As his country experiences the early pangs of a cultural and economic transformation, Saudi Arabia’s crown prince vowed Tuesday to destroy “extremist ideologies” in a bid to return to “a more moderate Islam.”
Speaking at the Future Investment Initiative conference in Riyadh, Crown Prince Mohammed bin Salman said the moves will put the kingdom in lockstep with many other nations as it seeks to transform its economy over the coming decades.
“We want to lead normal lives, lives where our religion and our traditions translate into tolerance, so that we coexist with the world and become part of the development of the world,” he said.
It’s a move sure to rile the ultraconservative clerics who have held sway in the kingdom, even if that sway appears to be waning. At the same time, the prince’s declaration will be heralded by Saudi Arabia’s increasingly youthful population and the outside world, on whom the kingdom will rely in its quest to overhaul its finances.
“Seventy percent of the Saudi population is under the age of 30. In all honesty, we will not spend 30 years of our lives dealing with extremist ideologies. We will destroy them today and immediately,” bin Salman said.
He continued, “Saudi was not like this before ’79. Saudi Arabia and the entire region went through a revival after ’79. … All we’re doing is going back to what we were: a moderate Islam that is open to all religions and to the world and to all traditions and people.”
Bin Salman’s reference to 1979 was doubtless a nod to a tumultuous year for Saudi Arabia that included Shiite militants overthrowing the secular Shah of Iran and Sunni fundamentalists seizing the Masjid al-Haram, or Grand Mosque, in Mecca. That same year, the country’s Shiite minority staged a deadly revolt in Al-Hasa province.
The Saudi monarchy responded by shoring up ties with the Wahhabi religious establishment and restoring many of its hardline stances. For instance, it shut down the few movie theaters in the kingdom.
In 2015, King Salman bin Abdulaziz Al-Saud took the helm, along with bin Salman, ushering in a new era of Saudi politics. The king promoted bin Salman to crown prince, making him heir apparent, in June.
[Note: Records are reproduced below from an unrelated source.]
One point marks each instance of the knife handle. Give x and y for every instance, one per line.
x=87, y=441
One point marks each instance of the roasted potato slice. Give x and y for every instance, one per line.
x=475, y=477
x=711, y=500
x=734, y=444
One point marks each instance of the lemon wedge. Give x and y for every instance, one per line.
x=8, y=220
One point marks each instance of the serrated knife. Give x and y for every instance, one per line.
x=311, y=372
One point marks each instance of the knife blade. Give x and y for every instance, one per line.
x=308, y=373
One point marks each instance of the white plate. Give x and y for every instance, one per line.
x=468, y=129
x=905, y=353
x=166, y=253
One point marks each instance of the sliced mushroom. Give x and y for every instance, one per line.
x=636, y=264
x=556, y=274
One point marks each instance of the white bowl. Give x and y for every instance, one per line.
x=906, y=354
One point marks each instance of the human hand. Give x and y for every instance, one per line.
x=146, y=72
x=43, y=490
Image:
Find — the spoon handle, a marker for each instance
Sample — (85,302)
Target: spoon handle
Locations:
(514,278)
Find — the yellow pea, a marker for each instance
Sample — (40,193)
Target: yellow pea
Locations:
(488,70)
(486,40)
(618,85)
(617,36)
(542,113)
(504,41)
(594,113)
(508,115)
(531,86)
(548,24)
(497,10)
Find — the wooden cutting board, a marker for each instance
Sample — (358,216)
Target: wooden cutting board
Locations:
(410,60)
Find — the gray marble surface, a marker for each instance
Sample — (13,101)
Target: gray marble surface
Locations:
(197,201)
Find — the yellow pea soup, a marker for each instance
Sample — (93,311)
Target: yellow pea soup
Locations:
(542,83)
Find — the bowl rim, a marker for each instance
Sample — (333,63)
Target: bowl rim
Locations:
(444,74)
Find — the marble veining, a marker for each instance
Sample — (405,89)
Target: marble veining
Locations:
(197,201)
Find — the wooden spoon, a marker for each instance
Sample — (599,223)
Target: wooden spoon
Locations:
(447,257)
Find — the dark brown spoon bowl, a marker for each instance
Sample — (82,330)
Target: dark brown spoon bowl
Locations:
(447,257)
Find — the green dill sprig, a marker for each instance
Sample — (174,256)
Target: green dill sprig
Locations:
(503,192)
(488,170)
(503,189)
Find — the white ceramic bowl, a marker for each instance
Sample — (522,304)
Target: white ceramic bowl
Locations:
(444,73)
The two curbed the authority of religious police, taking away their power to arrest citizens. They allowed the first music concerts in decades, cracked down on religious incitement and granted women a growing list of rights — most notably the right to drive, which will take effect next year.
“Some clear steps were taken recently and I believe we will obliterate the remnants of extremism very soon,” bin Salman said at Tuesday’s conference. “I don’t think this is a challenge. It reflects our values of forgiveness, righteousness and moderation. Righteousness is on our side.”